Chat Design Document

by David Dao

I. Essentials

II. Introduction

We have our own chat server because:

III. Historical Considerations

Chat applications allow inexpensive and efficient social interactions between community members spread across the globe.  A community can use the Chat application  to allow its members to have an interactive session with a special guest or a community member through the means of a moderated chat. A customer support site can use the Chat application to offer instant responses to its customers regarding its products.

IV. Competitive Analysis

AOL Instant Messenger (AIM)

So why can't companies that want to do 1:1 conversations just use AIM?  AOL Instant Messenger works best with some additional software to be installed on the user's machine. This is free software, is shipped with Netscape 4.x, and is certainly available to AOL service customers. But it is not universal and you can't be guaranteed that when someone is connecting to your Web site they have the AIM client.  Furthermore, AIM doesn't has a logging option, thus there is no way for a site to offer a chat transcript to its members.

Yahoo Chat

Yahoo offers its members a wide range of services including chat. Their chat supports both HTML and Java applet clients. Unfortunately, their chat software is proprietary, so companies cannot incorporate their community model with Yahoo's chat software.

DigiChat

DigiChat is a standalone Java chat application. It offers a well thought out chat client interface and also supports moderated chats. However, like most third party applications, there are no easy means by which Digichat can be integrated with a site's preexisting user data model.  DigiChat also comes with a heavy price tag, and as such it might not be suitable for a small communities that need to support chat sessions.

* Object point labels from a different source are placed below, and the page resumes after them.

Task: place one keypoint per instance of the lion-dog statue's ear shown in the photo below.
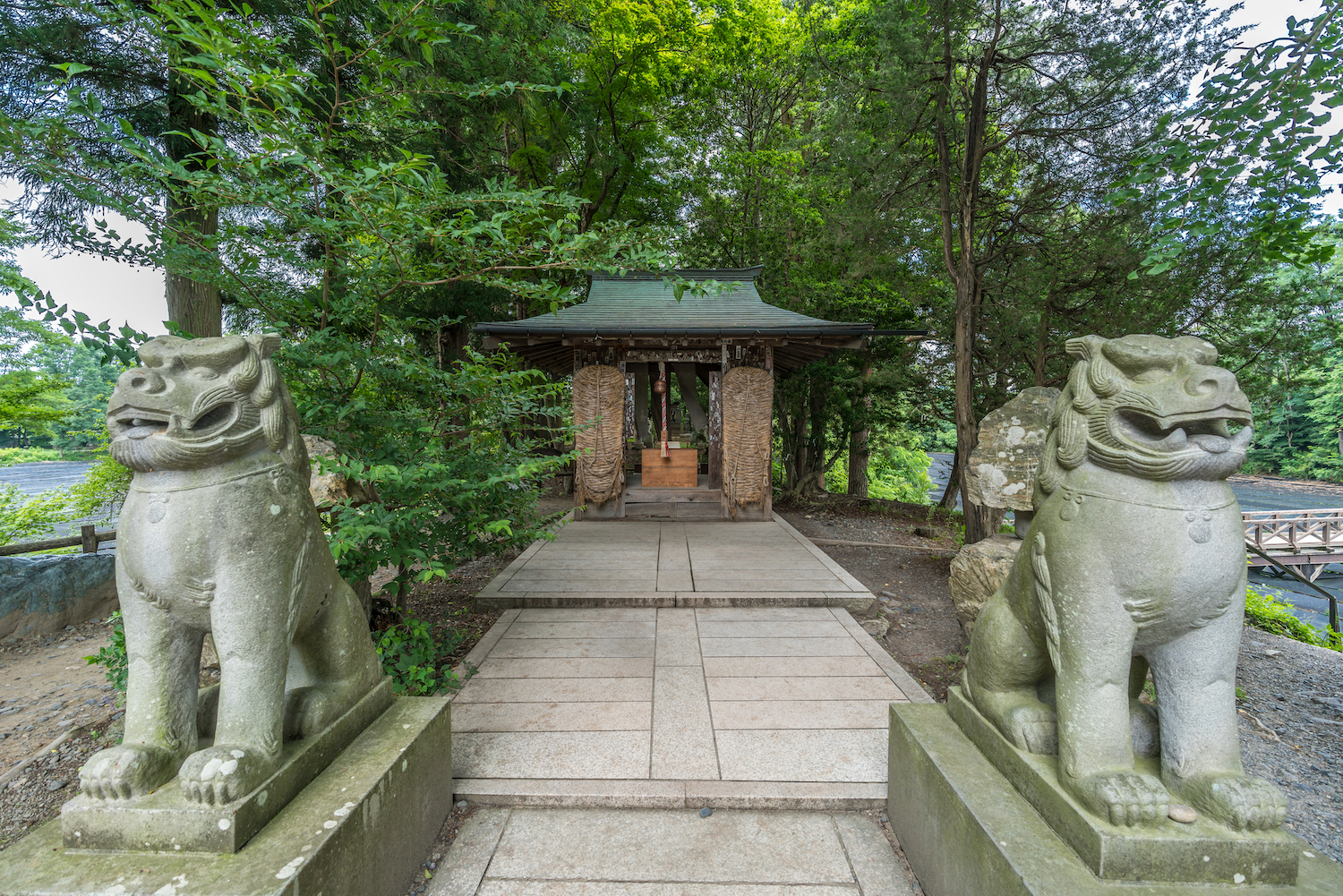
(1200, 349)
(1085, 348)
(265, 344)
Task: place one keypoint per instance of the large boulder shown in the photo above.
(1012, 440)
(45, 594)
(977, 571)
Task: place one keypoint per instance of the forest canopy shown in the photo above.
(373, 179)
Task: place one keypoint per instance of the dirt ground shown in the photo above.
(915, 606)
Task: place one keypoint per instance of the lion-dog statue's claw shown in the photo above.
(125, 772)
(219, 535)
(1135, 562)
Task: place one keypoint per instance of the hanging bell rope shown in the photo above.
(661, 388)
(599, 405)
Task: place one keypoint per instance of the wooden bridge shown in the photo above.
(1305, 539)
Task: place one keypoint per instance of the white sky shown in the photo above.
(125, 294)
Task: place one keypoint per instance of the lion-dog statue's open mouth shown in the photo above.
(1135, 560)
(219, 535)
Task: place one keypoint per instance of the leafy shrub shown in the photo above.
(113, 657)
(894, 474)
(1268, 613)
(23, 517)
(98, 498)
(411, 657)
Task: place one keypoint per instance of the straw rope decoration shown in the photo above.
(599, 472)
(747, 418)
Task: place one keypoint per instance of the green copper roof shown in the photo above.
(644, 303)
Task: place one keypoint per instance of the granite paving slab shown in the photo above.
(534, 850)
(781, 703)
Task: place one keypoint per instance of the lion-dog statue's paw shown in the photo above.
(1125, 798)
(225, 772)
(125, 772)
(1237, 801)
(1028, 723)
(309, 710)
(1144, 730)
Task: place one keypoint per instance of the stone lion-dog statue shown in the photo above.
(1135, 559)
(219, 535)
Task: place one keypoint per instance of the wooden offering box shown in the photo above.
(680, 471)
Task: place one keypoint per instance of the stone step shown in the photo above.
(672, 794)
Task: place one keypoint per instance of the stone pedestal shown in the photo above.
(1200, 852)
(167, 821)
(362, 828)
(967, 831)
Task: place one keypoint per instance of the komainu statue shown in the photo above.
(1135, 560)
(219, 535)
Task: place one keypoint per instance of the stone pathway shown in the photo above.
(646, 672)
(674, 565)
(612, 852)
(690, 703)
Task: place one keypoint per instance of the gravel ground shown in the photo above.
(1292, 731)
(46, 688)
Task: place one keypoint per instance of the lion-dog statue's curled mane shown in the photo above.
(1135, 560)
(219, 535)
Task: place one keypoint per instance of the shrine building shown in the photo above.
(679, 395)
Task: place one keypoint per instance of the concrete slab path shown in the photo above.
(674, 565)
(612, 852)
(741, 707)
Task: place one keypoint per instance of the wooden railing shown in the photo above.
(88, 539)
(1295, 531)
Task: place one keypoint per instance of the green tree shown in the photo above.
(1252, 129)
(340, 239)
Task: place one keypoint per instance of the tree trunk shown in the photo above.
(192, 305)
(959, 250)
(859, 457)
(948, 495)
(859, 450)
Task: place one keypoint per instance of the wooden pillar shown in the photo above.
(714, 430)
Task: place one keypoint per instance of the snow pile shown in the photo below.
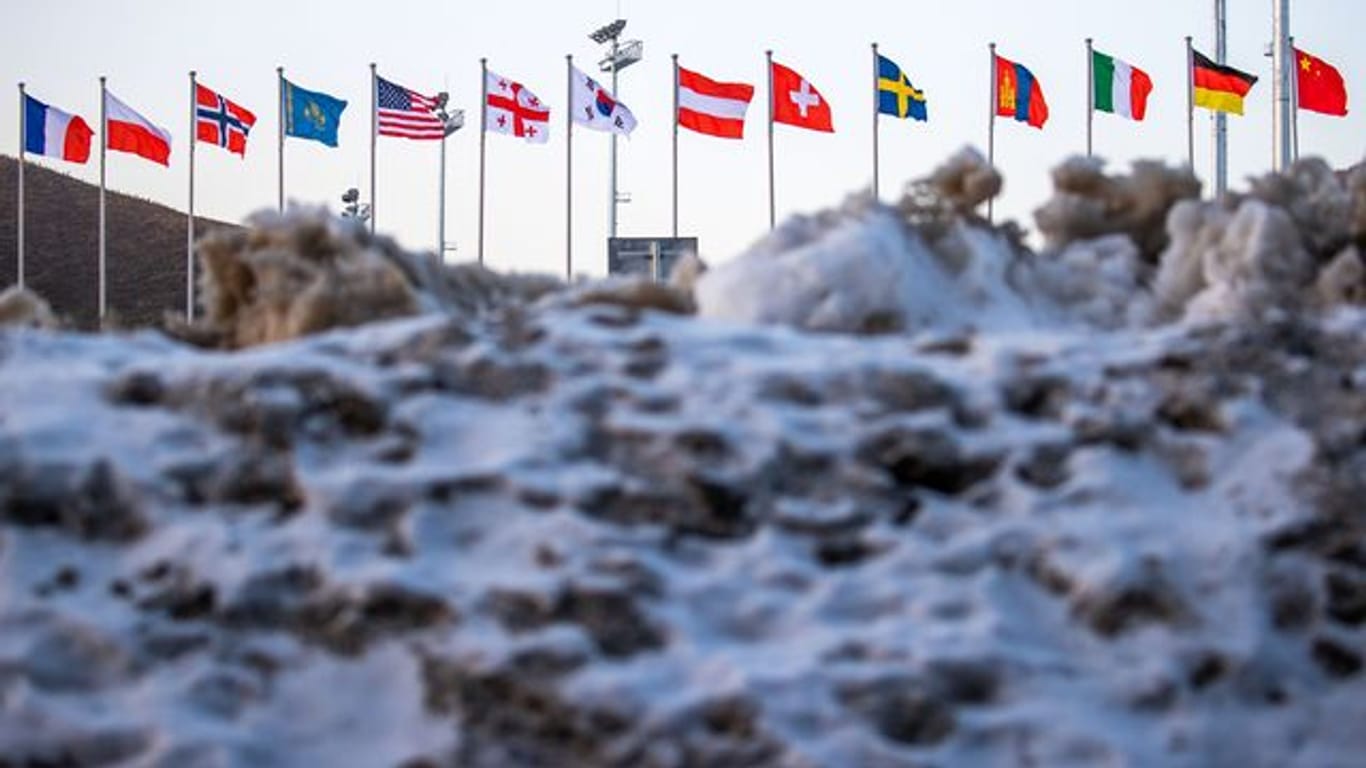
(600, 536)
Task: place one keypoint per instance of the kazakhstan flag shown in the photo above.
(895, 93)
(309, 114)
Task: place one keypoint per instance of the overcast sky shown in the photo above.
(148, 47)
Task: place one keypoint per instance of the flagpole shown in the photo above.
(104, 144)
(484, 140)
(1190, 101)
(1294, 103)
(568, 170)
(374, 133)
(991, 130)
(23, 138)
(189, 224)
(768, 56)
(675, 219)
(874, 123)
(279, 73)
(1090, 97)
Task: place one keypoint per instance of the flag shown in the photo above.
(895, 93)
(312, 115)
(712, 108)
(52, 133)
(1321, 88)
(596, 108)
(407, 114)
(220, 122)
(514, 110)
(1120, 88)
(1220, 88)
(797, 101)
(127, 131)
(1018, 94)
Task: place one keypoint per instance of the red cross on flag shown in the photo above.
(797, 101)
(514, 110)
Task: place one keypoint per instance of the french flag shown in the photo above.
(52, 133)
(124, 130)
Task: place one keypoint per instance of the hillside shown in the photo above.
(145, 258)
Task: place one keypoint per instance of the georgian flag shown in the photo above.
(596, 108)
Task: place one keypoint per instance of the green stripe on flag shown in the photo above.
(1103, 74)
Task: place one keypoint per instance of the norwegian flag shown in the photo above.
(221, 122)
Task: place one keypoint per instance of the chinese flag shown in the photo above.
(1321, 86)
(797, 101)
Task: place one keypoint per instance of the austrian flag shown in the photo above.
(510, 108)
(221, 122)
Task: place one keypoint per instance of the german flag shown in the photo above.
(1220, 88)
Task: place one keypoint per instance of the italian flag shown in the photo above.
(1120, 88)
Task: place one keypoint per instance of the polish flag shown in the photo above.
(129, 131)
(797, 101)
(712, 108)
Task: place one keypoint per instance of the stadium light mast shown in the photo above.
(620, 55)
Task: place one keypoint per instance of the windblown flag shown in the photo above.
(220, 122)
(124, 130)
(1321, 88)
(895, 93)
(1120, 88)
(1219, 88)
(712, 108)
(312, 115)
(407, 114)
(797, 101)
(596, 108)
(514, 110)
(1018, 94)
(52, 133)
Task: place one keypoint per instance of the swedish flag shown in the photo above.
(309, 114)
(895, 93)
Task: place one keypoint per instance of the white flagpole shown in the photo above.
(568, 168)
(189, 226)
(768, 56)
(104, 144)
(876, 122)
(1190, 103)
(374, 133)
(23, 138)
(279, 73)
(675, 56)
(484, 140)
(991, 130)
(1090, 97)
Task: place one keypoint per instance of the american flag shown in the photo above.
(407, 114)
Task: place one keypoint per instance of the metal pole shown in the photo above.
(1281, 60)
(1190, 103)
(1220, 119)
(279, 73)
(675, 145)
(374, 134)
(104, 144)
(768, 56)
(189, 224)
(23, 140)
(991, 130)
(1294, 104)
(484, 140)
(876, 123)
(568, 168)
(1090, 97)
(611, 209)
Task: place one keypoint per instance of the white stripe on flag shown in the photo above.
(695, 101)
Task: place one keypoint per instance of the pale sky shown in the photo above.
(148, 47)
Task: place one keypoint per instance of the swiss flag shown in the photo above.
(797, 101)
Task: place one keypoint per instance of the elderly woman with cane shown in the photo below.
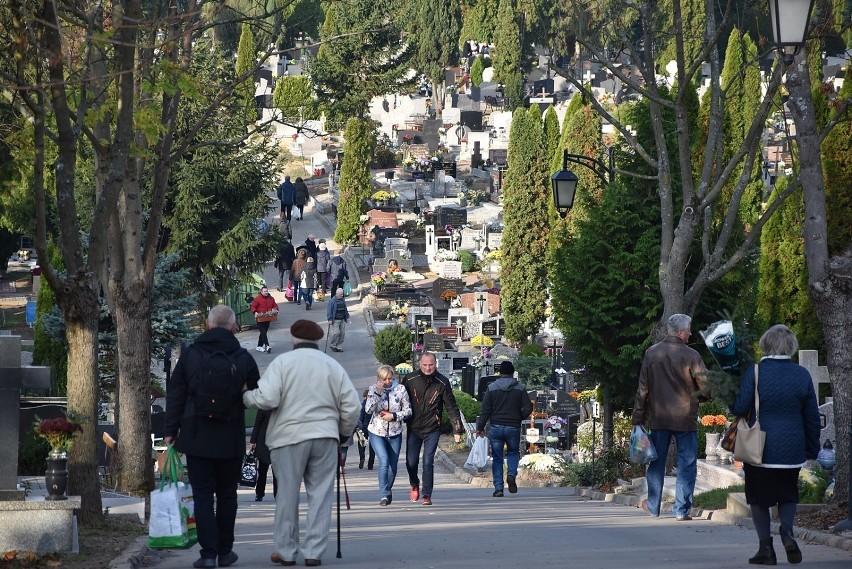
(388, 403)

The ArsDigita Java Chat application does not have a pretty client interface, nor does it support text formatting like Yahoo and Digichat.  However, our Chat application is open source.  As such, any competent Java developer will be able to improve the interface based upon their or their employer's preferences. Using the ArsDigita Chat application allows site developers access to a rich community data model which is compatible with a variety of existing open-source applications.

V. Design Tradeoffs

Archive or not?

We have to drive the entire system design from a publishing decision: are we interested in seeing archives of chat sessions? If we are, then archiving into a single table makes a lot of sense.   We can perform a single SQL query to see everything that a user has contributed. We can perform a single SQL query to see how a customer service person is doing. And so on.

A disadvantage of archiving is that it chews up disk space.  Imagine for a moment that your service is the size of America Online, wherein one million subscribers chat or use AIM every day.  Imagine also that each person types 50 rows of chat/AIM content each of which requires 100 bytes of storage.   Such a scenario would require our table to grow by 50 million rows and 5 GB each day. After 20 days, we would begin to bump up against the billion-row table size that data warehouse experts suggest as a practical limit.

So it seems that on popular public sites we won't be able to store everything that users type. At the same time, a customer's interaction with a customer service person, or a special guest chat should be archived.  Also, many sites engage considerably less traffic than does AOL, and these sites may benefit from being able to log all chat/AIM communications.

The solution we came up with was to provide an option that allows the creator of a room to decide whether or not to archive the messages.

HTML vs. Applet

An advantage to using an HTML client as opposed to an applet-based client is the ability to have rich graphical representations as a part of the chat, such as color formatting, in-line images rendered by the browser in use, et cetera.  Furthermore, users who are still using older non-Java enabled browsers will be able to participate in the chat.  A limitation of the HTML client is that users cannot see messages in real time, as HTML provides no auto-update functionality.

By using a Java applet-based client, users can see messages updated in real time. This is important in, e.g., a customer service setting.   Since SUN JDK 1.1 doesn't provides a text rendering API, applet-based clients are limited in the format of the text that they can display. There are also limitations on the server as to how many TCP sockets can be open at the same time.  Since each user using an applet-based chat client will use one TCP socket, there could be a limit on how many user can use the applet. This problem could be solved by employing customized hardware more suitable for the task. 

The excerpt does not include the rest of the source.